Every morning, the same AI agent makes the same mistakes. It browses the web, resolves a GitHub issue, or fills out a form — and then, as if struck by amnesia, it forgets everything it just learned. The next task starts from zero. Hundreds of prior failures offer no signal. The lesson evaporates the moment the session ends.
Google Cloud AI, in collaboration with the University of Illinois Urbana-Champaign and Yale University, has released a memory framework called ReasoningBank that addresses this exact problem. Rather than merely logging what an agent did, the system extracts *why* it succeeded or failed, and distills those reasons into reusable, generalized reasoning strategies. The research paper is available on arXiv.
Existing memory systems remembered success and discarded failure
Prior AI agent memory approaches fall into two camps. Trajectory memory, used in systems like Synapse, stores every click, scroll, and query as raw logs. Agent Workflow Memory (AWM) extracts reusable procedures only from successful runs. Both have a critical weakness. Raw trajectories are noisy and long, making them difficult to apply directly to new tasks. AWM, by contrast, only analyzes successful attempts, discarding the rich learning signal hidden in failures.
ReasoningBank operates as a closed-loop memory system with three stages executed after every completed task.
First, the memory retrieval stage. Before starting a new task, the agent performs an embedding-based similarity search to find the single most relevant memory item. The default is k=1. Experiments showed that retrieving more memories actually degraded performance — success rate dropped from 49.7% at k=1 to 44.4% at k=4.

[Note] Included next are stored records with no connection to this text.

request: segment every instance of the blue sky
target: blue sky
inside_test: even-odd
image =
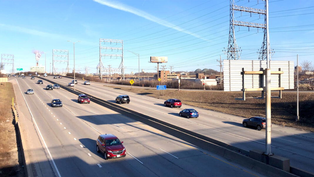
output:
[[[263,8],[261,0],[236,0],[236,5]],[[219,70],[216,60],[226,59],[229,34],[229,0],[206,1],[0,0],[0,53],[14,55],[15,68],[24,71],[35,62],[32,51],[46,53],[50,71],[53,49],[68,50],[69,67],[73,67],[75,44],[76,69],[85,67],[96,72],[99,60],[99,39],[123,40],[126,73],[140,69],[156,72],[150,56],[168,57],[162,64],[173,71],[211,68]],[[263,23],[258,15],[236,12],[236,19]],[[312,61],[314,54],[314,1],[269,1],[272,60],[300,64]],[[236,27],[235,36],[242,50],[241,59],[257,60],[263,39],[262,30]],[[43,53],[40,65],[44,66]],[[117,68],[121,58],[102,58],[104,65]],[[66,64],[57,63],[57,71]],[[5,67],[8,71],[11,68]]]

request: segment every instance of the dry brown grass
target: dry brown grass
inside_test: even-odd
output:
[[[158,97],[158,91],[148,89],[118,86],[122,90]],[[167,90],[165,96],[160,91],[159,97],[166,100],[180,99],[184,104],[244,117],[265,116],[265,100],[248,98],[246,101],[236,100],[242,97],[240,92],[200,91]],[[278,92],[272,92],[272,96],[278,96]],[[246,97],[260,97],[260,92],[248,92]],[[314,131],[314,92],[299,93],[299,114],[300,120],[295,122],[296,115],[296,94],[283,92],[282,98],[272,99],[272,122],[276,124]]]

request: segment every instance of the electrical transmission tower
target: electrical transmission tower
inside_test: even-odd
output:
[[[52,75],[55,74],[56,70],[57,69],[55,65],[55,63],[58,62],[66,63],[68,64],[65,70],[67,73],[69,73],[69,50],[57,49],[52,49]],[[62,74],[63,73],[62,73]]]
[[[265,1],[262,1],[264,2],[264,6],[266,7]],[[235,11],[241,12],[241,14],[242,12],[244,12],[250,13],[251,15],[252,13],[259,14],[260,16],[261,15],[263,15],[264,17],[264,23],[257,23],[236,21],[234,16]],[[240,53],[241,51],[239,50],[239,48],[238,47],[237,45],[236,37],[235,36],[235,26],[248,27],[249,30],[250,27],[263,29],[264,32],[264,39],[260,51],[260,55],[258,59],[260,60],[266,59],[267,50],[266,47],[267,45],[266,32],[267,27],[266,12],[266,10],[264,9],[237,6],[235,4],[234,0],[230,0],[230,21],[229,30],[229,41],[228,42],[228,51],[227,52],[227,59],[237,60],[240,59],[240,58],[241,54]],[[268,45],[269,47],[269,43]]]
[[[107,43],[106,43],[107,42]],[[115,46],[112,43],[115,43]],[[102,51],[102,49],[103,50]],[[105,51],[104,51],[104,50]],[[121,52],[120,52],[121,51]],[[123,63],[123,40],[116,39],[99,39],[99,64],[97,66],[99,69],[99,79],[102,79],[102,72],[104,70],[107,70],[104,66],[102,61],[102,57],[118,57],[121,58],[121,63],[118,69],[121,71],[121,77],[124,80],[124,67]],[[111,71],[115,71],[115,69],[111,69]]]
[[[1,64],[12,65],[12,74],[14,73],[14,55],[13,54],[1,54]]]

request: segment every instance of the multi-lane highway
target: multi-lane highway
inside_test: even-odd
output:
[[[30,165],[28,168],[32,173],[29,175],[263,176],[94,103],[79,104],[77,95],[62,89],[46,90],[46,86],[51,83],[44,81],[43,84],[37,84],[38,80],[30,80],[29,77],[26,79],[9,79],[13,84],[17,99],[26,162]],[[57,81],[66,84],[69,80],[63,78]],[[84,86],[82,83],[78,81],[78,89],[91,92],[112,102],[114,101],[116,95],[123,92],[100,84]],[[29,88],[33,89],[35,94],[26,94]],[[165,120],[168,119],[179,125],[204,134],[211,129],[206,125],[205,117],[186,120],[168,114],[172,110],[175,113],[179,109],[164,108],[162,103],[158,103],[160,100],[130,95],[131,103],[123,106],[129,106]],[[50,102],[55,98],[62,101],[62,107],[51,107]],[[124,142],[127,152],[126,157],[106,160],[102,155],[97,152],[96,139],[99,135],[105,133],[113,134]]]
[[[72,80],[66,78],[54,79],[51,76],[48,78],[66,85]],[[103,83],[92,82],[90,86],[85,86],[83,81],[78,82],[76,89],[104,100],[115,102],[117,96],[127,94],[130,97],[130,103],[122,106],[247,151],[265,150],[265,130],[259,131],[243,127],[243,118],[185,105],[184,102],[181,108],[171,108],[164,106],[164,100],[106,87]],[[188,108],[196,109],[199,117],[188,119],[179,116],[180,111]],[[312,165],[314,163],[314,134],[273,125],[272,135],[272,152],[290,159],[290,164],[294,167],[314,173]]]

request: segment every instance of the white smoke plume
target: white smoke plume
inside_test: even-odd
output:
[[[40,52],[38,50],[33,50],[33,53],[36,55],[36,61],[38,62],[40,59],[41,57],[41,54],[43,53],[43,52]]]

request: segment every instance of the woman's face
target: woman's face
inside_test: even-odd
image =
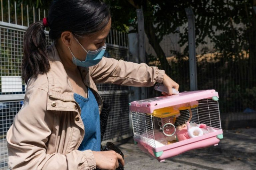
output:
[[[88,36],[80,39],[78,40],[80,44],[87,51],[95,51],[103,46],[106,38],[111,28],[111,21],[110,20],[107,25],[102,30]],[[84,61],[86,58],[85,51],[74,37],[72,40],[70,48],[75,58],[80,61]],[[71,59],[72,60],[72,59]]]

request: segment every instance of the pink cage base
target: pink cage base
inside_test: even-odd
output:
[[[162,162],[164,161],[165,159],[191,150],[203,148],[214,145],[216,146],[220,141],[217,136],[222,134],[222,130],[220,129],[201,136],[157,148],[154,148],[135,137],[134,137],[134,139],[137,142],[138,147],[143,151],[152,156],[159,161]],[[159,156],[155,156],[155,153],[157,153],[157,155],[159,155]]]

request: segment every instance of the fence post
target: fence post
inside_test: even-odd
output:
[[[128,45],[129,49],[129,61],[139,63],[138,35],[137,33],[130,33],[128,34]],[[129,95],[129,102],[141,99],[141,90],[140,87],[130,87],[132,92]]]
[[[142,9],[137,9],[136,11],[138,18],[138,58],[139,63],[146,62],[145,49],[144,47],[144,18]],[[141,99],[147,97],[146,87],[141,87]]]
[[[189,53],[190,90],[197,90],[197,59],[195,57],[195,18],[193,10],[191,8],[185,8],[187,17],[189,32]]]

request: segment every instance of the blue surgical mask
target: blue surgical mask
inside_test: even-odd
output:
[[[89,67],[96,65],[101,60],[103,57],[103,56],[104,54],[104,53],[106,51],[106,48],[107,46],[105,44],[104,44],[104,45],[102,46],[99,49],[95,51],[90,51],[89,50],[87,51],[85,48],[83,48],[82,45],[80,44],[78,40],[75,39],[75,40],[77,41],[80,45],[83,48],[83,50],[87,53],[86,54],[86,58],[85,59],[85,60],[83,61],[80,61],[78,60],[77,58],[75,57],[73,53],[71,51],[70,48],[69,47],[69,49],[70,51],[73,58],[72,58],[72,61],[73,63],[75,65],[81,67]]]

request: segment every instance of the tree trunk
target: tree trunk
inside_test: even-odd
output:
[[[165,70],[166,74],[170,75],[171,71],[171,66],[168,63],[163,51],[160,46],[160,41],[155,35],[155,32],[152,22],[147,18],[144,18],[145,33],[149,39],[149,43],[155,50],[161,63],[161,69]]]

Second, the memory extraction stage. After a task finishes, a Memory Extractor — powered by the same backbone language model as the agent — analyzes the trajectory and produces a structured memory item. Each item has three components: a title, a description, and content. The key design choice is that success and failure trajectories are processed differently. Success provides a validated strategy. Failure provides a counterexample and a preventative lesson.

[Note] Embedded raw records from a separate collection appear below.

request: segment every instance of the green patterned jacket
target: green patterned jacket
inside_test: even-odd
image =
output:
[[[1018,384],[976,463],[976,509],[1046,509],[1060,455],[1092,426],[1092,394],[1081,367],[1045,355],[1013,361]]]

Third, the memory consolidation stage. The new memory item is appended to the store in JSON format, along with a precomputed embedding for fast cosine similarity search. The loop is complete.
The judge only needs 70% accuracy to be effective
To determine whether a trajectory was a success or failure, the team uses an LLM-as-a-Judge. It takes the user query, the trajectory, and the final page state as input, and returns a binary "success" or "failure" verdict. The judge does not need to be perfect. Experiments showed that even when judge accuracy dropped to 70%, ReasoningBank remained robust.

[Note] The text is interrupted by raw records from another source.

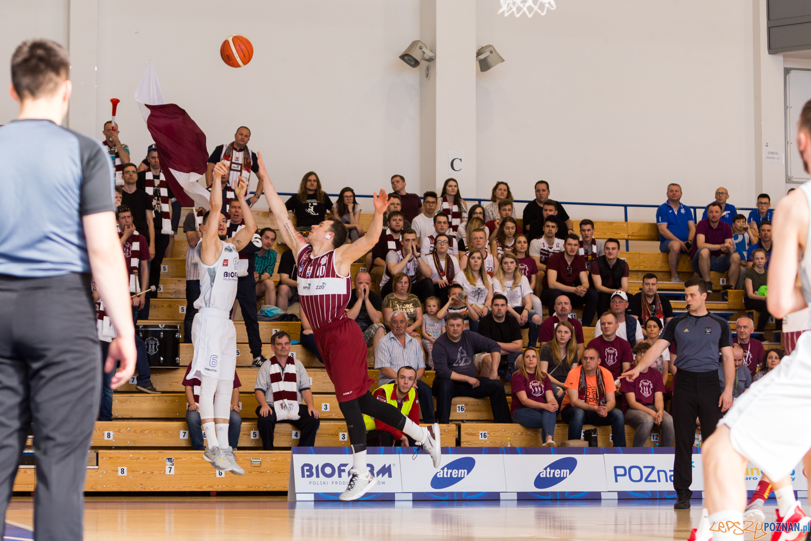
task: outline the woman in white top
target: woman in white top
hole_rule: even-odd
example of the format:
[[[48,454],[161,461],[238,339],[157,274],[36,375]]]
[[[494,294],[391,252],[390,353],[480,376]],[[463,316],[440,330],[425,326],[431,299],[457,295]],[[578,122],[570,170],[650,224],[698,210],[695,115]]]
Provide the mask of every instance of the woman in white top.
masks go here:
[[[504,200],[513,200],[513,192],[510,191],[509,184],[507,182],[496,182],[493,191],[490,195],[490,200],[492,201],[484,208],[484,221],[498,220],[501,217],[499,215],[499,203]],[[515,214],[515,205],[513,205],[513,214]],[[515,217],[513,216],[513,217]]]
[[[493,299],[493,285],[487,273],[482,270],[483,264],[484,256],[481,251],[473,250],[467,257],[467,266],[464,272],[458,273],[453,278],[453,281],[461,286],[467,294],[470,306],[479,318],[487,316]]]
[[[354,190],[347,186],[341,191],[337,203],[333,207],[333,213],[349,230],[347,243],[354,243],[363,236],[363,228],[360,226],[360,206],[355,200]]]
[[[419,272],[430,276],[434,281],[434,294],[440,298],[440,306],[448,303],[448,288],[461,271],[459,260],[448,253],[450,237],[440,233],[434,238],[434,253],[419,258]]]
[[[530,347],[535,346],[540,330],[541,316],[532,310],[532,288],[530,281],[518,270],[518,258],[505,251],[496,276],[493,294],[500,293],[507,298],[507,311],[521,327],[530,327]]]

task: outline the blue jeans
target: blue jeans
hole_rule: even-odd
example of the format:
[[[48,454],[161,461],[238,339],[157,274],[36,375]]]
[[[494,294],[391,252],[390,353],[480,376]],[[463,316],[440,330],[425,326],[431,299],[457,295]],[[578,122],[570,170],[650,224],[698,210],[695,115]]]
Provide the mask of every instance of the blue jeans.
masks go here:
[[[195,451],[205,450],[203,444],[203,423],[200,420],[200,412],[186,410],[186,424],[189,426],[189,440],[191,440],[191,449]],[[231,449],[237,449],[239,443],[239,431],[242,428],[242,418],[234,410],[228,423],[228,444]]]
[[[695,273],[700,273],[698,268],[698,260],[701,258],[701,253],[706,250],[710,251],[710,248],[702,248],[696,251],[696,255],[693,256],[693,261],[691,265],[693,266],[693,270]],[[720,255],[710,255],[710,271],[712,273],[726,273],[729,270],[729,258],[732,256],[732,254],[721,254]]]
[[[611,440],[615,447],[625,447],[625,418],[622,411],[614,408],[606,417],[600,417],[596,411],[586,411],[567,406],[560,411],[564,423],[569,423],[569,439],[581,440],[584,424],[594,424],[598,427],[611,425]]]
[[[557,413],[552,413],[548,410],[535,410],[534,408],[518,408],[513,414],[513,422],[517,423],[527,428],[540,428],[543,441],[547,440],[547,436],[551,436],[555,439],[555,421],[557,419]]]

Memory-aware test-time scaling: using multiple attempts as contrast signals
The team also introduced MaTTS (Memory-aware Test-Time Scaling), which connects to the proven technique of test-time compute scaling in math reasoning and coding tasks. The core idea is simple: instead of generating multiple trajectories for the same task, picking the best answer, and discarding the rest, MaTTS uses all trajectories as contrast signals.
MaTTS operates in two modes. Parallel scaling generates k independent trajectories for the same query, then uses self-contrast to extract higher-quality memory. Sequential scaling iteratively refines a single trajectory through self-improvement, capturing intermediate corrections and insights as memory signals. On WebArena-Shopping at k=5, parallel scaling slightly outperformed sequential scaling. The reason is that sequential approaches saturate quickly once the model reaches a deterministic success or failure, while parallel approaches continue to provide diverse trajectories for contrastive learning.
Consistent gains across three benchmarks
ReasoningBank was tested on WebArena, Mind2Web, and SWE-Bench-Verified. It consistently outperformed baselines across all datasets and all backbone models.
On WebArena with Gemini-2.5-Flash, ReasoningBank improved success rate by 8.3 percentage points over the no-memory baseline. Average interaction steps decreased by up to 1.4 steps compared to no memory, and by up to 1.6 steps compared to other memory baselines. The efficiency gains were most pronounced on successful trajectories — on the shopping subset, steps for successful tasks dropped by 2.1, a 26.9% relative reduction.
On Mind2Web, the largest improvements came in the cross-domain setting, which requires the highest level of strategy transfer. The competing method AWM actually performed worse than the no-memory baseline in this setting. On SWE-Bench-Verified, results varied meaningfully depending on the backbone model.
The practical difference for developers is this: an AI agent that no longer repeats the same mistake, that applies lessons from failure to the next task, and that achieves higher success rates in fewer steps.
AI agents can now not only remember, but learn from failure.